The major exception: a 30-minute 2003 documentary about the making of The Dark Side Of The Moon, which features insights from Waters, Gilmour, Mason, and Wright about their eagerness to tackle big subjects with this album, and how the various songs—as well as the record’s packaging—sprung from this notion to do something grand. In some ways, Dark Side was to be the last Pink Floyd album that was a democratic collaboration. In the documentary, Waters’ mates praise his lyrics, which became at once more sophisticated and more direct with Dark Side. But in the years to come, they’d start to resent the way Waters alone would decide what a Pink Floyd album would be, effectively turning his fellow band members from co-creators to sidemen. Waters’ dominance is a major problem with 1979’s The Wall, which features some of the band’s most brilliant and emotionally overpowering songs—especially “Comfortably Numb,” which is one of the few tracks on the album co-written by Gilmour—alongside some of the most self-indulgent. (For more on the making of The Wall and its cultural impact, I refer you to Steve Hyden’s excellent “We’re No. 1” column of a few months ago.)

And yet, given Pink Floyd’s post-Wall work, it’s hard to be too annoyed with Waters for botching what had been a superior run. Pink Floyd’s 1982 Wall follow-up The Final Cut is a complete Waters-fest, building out from a few Wall leftovers into a thoughtful (if too tuneless) exploration of World War II and its relation to the modern military mindset. Then Waters parted ways with the band, and Gilmour took the lead for 1987’s A Momentary Lapse Of Reason and 1994’s The Division Bell, two solid but largely personality-free arena-rock albums. None of these three records features the musicianship and rich interplay of the Dark Side/Wish You Were Here/Animals trifecta, but The Final Cut is at least idiosyncratic and often quite potent.

In retrospect, the creative and commercial success that Pink Floyd had is unusual, though understandable. Waters and company were an arty bunch, but rarely obscure. They weren’t singing songs about ancient myths, and weren’t aping the structures of classical symphonies. No, Pink Floyd mostly sang about lust and pain, set to music rooted in the blues and trance-y Euro-folk. Even what would seem to be the band’s quirkiest trait—Waters’ obsession with how WWII transformed notions of British manhood—weren’t too far removed from other products of UK pop culture at the time. (See: Side one of The Who’s Tommy, the movie Hope & Glory, et cetera.)

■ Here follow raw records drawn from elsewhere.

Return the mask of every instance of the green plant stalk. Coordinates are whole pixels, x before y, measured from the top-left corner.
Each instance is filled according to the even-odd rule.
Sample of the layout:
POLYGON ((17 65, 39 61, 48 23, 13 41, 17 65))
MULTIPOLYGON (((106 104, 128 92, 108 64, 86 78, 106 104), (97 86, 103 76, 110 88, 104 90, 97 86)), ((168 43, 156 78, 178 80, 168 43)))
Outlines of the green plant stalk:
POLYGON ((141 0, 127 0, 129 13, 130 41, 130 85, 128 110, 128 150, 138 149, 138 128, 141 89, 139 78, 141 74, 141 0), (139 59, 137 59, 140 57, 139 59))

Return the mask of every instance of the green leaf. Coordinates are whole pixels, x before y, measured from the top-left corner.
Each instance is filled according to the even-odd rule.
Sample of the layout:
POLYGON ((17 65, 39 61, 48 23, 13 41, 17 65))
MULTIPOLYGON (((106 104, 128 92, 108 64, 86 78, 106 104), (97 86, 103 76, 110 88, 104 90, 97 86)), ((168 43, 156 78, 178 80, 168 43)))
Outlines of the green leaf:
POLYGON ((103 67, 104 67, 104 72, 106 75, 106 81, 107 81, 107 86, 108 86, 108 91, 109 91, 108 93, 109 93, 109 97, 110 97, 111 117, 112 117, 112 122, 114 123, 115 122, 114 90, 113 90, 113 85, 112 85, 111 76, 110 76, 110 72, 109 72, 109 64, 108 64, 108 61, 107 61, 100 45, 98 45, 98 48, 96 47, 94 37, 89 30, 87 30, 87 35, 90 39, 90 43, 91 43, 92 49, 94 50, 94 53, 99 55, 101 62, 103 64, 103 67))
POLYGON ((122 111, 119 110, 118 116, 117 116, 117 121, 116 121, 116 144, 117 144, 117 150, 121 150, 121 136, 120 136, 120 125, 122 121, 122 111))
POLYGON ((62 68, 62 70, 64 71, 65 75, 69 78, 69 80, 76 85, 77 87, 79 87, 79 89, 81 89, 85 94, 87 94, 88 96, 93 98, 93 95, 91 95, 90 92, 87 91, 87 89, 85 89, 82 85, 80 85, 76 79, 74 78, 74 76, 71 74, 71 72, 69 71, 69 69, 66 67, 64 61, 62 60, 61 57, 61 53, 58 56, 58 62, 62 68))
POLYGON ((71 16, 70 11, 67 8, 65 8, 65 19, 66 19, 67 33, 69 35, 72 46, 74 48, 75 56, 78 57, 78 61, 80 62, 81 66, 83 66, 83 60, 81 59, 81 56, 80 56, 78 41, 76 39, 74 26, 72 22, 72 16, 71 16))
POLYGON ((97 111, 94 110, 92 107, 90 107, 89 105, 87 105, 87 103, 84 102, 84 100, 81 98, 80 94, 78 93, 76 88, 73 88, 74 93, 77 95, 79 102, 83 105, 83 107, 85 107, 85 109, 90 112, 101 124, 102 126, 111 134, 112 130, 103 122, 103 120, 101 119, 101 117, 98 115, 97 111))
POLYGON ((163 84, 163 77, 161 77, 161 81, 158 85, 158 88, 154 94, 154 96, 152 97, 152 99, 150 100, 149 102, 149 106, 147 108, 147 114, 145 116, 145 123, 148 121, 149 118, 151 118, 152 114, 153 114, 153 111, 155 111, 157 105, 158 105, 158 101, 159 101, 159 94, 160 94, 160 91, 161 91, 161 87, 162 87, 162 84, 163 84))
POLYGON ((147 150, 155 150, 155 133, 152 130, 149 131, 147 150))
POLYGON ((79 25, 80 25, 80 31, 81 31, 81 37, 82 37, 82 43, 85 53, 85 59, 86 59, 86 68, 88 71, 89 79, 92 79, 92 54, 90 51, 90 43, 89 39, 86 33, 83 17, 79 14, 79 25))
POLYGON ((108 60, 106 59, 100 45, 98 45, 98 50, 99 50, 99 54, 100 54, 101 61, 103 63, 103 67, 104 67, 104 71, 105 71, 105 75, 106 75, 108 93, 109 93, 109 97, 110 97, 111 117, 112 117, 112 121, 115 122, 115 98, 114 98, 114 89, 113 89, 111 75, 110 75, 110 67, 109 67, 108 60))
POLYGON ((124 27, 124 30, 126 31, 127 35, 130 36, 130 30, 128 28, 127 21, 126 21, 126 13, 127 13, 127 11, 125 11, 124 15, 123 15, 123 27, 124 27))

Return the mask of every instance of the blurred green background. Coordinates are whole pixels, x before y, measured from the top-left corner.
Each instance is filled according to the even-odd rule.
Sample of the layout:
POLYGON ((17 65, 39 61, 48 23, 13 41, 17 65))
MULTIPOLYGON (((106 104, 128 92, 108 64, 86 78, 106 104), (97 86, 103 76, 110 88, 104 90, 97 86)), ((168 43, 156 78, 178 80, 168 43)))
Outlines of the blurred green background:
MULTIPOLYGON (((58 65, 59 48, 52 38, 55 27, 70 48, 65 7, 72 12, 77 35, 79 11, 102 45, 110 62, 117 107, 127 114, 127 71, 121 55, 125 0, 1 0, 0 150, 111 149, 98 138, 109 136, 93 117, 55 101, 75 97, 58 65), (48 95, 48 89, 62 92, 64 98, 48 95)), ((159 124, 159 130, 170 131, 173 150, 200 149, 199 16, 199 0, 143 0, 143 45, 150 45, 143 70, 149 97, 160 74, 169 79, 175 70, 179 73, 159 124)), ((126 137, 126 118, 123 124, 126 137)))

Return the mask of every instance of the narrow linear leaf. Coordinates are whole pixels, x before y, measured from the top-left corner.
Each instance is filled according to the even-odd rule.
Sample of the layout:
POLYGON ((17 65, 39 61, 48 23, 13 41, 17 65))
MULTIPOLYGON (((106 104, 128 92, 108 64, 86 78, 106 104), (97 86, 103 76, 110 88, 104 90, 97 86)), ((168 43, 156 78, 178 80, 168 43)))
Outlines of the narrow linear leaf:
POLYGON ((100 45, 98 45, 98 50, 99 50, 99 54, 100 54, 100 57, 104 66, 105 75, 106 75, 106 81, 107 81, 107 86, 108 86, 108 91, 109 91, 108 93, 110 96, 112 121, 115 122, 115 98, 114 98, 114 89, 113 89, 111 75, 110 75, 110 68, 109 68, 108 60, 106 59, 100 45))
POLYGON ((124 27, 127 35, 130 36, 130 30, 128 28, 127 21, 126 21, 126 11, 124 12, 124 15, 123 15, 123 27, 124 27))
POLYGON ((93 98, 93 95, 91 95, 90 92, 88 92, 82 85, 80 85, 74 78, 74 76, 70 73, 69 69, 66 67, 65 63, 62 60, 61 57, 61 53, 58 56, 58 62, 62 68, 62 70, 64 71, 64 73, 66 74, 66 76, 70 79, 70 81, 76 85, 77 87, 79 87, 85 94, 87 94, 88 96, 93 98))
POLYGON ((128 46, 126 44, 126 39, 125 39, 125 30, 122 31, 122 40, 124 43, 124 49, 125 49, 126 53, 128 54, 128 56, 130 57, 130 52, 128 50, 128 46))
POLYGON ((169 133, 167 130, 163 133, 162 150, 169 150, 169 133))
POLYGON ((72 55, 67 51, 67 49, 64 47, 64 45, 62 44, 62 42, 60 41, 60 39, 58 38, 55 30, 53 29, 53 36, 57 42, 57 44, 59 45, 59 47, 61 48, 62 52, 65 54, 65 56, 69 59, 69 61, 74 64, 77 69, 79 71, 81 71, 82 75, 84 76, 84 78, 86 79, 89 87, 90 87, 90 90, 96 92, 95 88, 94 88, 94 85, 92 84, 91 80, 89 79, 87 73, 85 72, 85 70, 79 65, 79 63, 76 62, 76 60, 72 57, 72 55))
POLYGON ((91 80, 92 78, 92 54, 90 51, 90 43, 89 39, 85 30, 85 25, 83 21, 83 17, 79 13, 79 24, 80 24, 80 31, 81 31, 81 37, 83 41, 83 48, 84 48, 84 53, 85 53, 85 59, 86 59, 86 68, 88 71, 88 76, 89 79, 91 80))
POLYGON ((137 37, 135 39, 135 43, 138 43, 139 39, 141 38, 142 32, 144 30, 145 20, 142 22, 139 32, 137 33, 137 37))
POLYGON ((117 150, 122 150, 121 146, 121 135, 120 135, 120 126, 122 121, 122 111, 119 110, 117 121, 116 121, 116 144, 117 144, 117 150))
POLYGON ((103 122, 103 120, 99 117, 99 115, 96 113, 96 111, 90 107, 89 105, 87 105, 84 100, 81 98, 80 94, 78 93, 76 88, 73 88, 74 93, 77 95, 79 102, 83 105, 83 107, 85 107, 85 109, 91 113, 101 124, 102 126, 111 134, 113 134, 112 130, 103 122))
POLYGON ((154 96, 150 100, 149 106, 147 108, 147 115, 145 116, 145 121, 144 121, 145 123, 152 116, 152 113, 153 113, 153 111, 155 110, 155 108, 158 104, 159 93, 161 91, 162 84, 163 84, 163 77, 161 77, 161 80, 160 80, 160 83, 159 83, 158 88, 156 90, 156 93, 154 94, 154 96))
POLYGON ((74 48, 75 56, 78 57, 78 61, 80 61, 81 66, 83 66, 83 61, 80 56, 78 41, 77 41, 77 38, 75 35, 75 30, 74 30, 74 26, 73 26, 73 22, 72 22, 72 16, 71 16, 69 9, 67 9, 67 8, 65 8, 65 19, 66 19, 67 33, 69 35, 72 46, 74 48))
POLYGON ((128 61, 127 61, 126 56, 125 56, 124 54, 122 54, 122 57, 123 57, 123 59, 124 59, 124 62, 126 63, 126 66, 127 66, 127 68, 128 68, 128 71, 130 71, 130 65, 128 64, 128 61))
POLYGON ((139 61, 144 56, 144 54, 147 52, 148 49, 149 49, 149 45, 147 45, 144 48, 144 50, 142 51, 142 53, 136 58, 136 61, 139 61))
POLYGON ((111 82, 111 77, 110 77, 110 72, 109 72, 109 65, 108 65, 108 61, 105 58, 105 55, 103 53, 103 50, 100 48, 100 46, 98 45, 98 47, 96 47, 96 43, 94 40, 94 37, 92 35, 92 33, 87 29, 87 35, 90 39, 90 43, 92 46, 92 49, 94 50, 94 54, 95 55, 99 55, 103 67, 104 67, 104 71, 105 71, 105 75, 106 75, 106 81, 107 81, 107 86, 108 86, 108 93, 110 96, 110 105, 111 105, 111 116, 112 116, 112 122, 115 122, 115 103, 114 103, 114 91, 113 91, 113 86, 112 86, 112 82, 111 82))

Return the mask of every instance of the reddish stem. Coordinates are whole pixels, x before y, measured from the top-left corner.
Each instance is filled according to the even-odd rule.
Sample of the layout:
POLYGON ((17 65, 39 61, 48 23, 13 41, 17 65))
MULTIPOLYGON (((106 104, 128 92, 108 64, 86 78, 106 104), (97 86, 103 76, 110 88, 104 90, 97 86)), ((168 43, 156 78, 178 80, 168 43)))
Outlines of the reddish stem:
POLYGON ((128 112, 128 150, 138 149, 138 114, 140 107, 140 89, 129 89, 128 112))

Mostly, Pink Floyd became huge because of a thematic arc that saw them contemplating the cosmic at the dawn of the ’70s, and then hunched in a chair and staring at a dingy mirror by decade’s end. In their particulars, Pink Floyd’s songs are concerned with problems that have little to nothing to do with the lives of any ordinary teenage rock ’n’ roll fan. But kids do know what it means to be awed by the sight of a flaming gong, and they also know how if feels to whisper to themselves in a cracked voice that one of these days they’re going to cut everyone around them into little pieces.